Auto-enrolment: seven million and counting

Post by Mearns & Company in News

Automatic enrolment has reached a new landmark, but the path from 2017 onwards could be challenging

Piggy bank for automatic enrolment
When automatic enrolment (AE) into workplace pensions started in October 2012, there were some doubts about how successful it would be. A little over four years later, few doubters remain.

The latest data from The Pensions Regulator (TPR) shows that more than seven million workers are now a member of a pension scheme encompassing more than 340,000 employers. The earliest were the largest employers but now it’s the turn of small and micro employers (sub-30 employees).

Such is the skew towards small employer sizes in the UK that over 700,000 employers will need to start their workplace pension in 2017. There are already signs that compliance among smaller employers is becoming an issue:

  • In the third quarter of 2016 TPR issued over 15,000 compliance notices, against the 11,000 it had issued in total over the previous 15 quarters.
  • It also imposed three and a half times more of the most serious penalties − escalating penalty notices of up to £10,000 a day – over the same period.

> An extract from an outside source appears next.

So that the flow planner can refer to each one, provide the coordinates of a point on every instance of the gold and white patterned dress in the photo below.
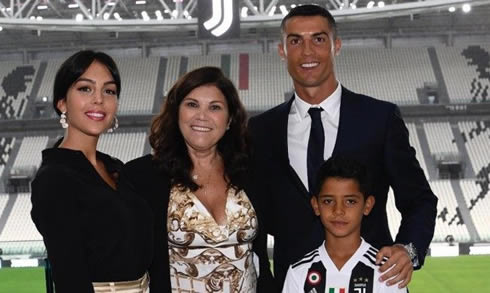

In 2017 the Department for Work and Pensions will undertake a review of the AE process, which could eventually see new measures to extending to the self-employed and those with multiple low-paid jobs. The review will not explicitly propose increased levels of contributions, although most pension experts think that the current ceiling of 8%, due to be reached in April 2019, is too low. At present the total contribution is just 2%, split equally between employer and employee, which may explain why few people have opted out. Next year, when employees’ contributions treble and employers’ double, could see a reaction against AE.

AE is a step on the road to adequate pension provision, but on its own will not be adequate for many people, particularly those who have only a limited time remaining in which to contribute.

The value of your investment can go down as well as up and you may not get back the full amount you invested. Past performance is not a reliable indicator of future performance. Investing in shares should be regarded as a long-term investment and should fit in with your overall attitude to risk and financial circumstances.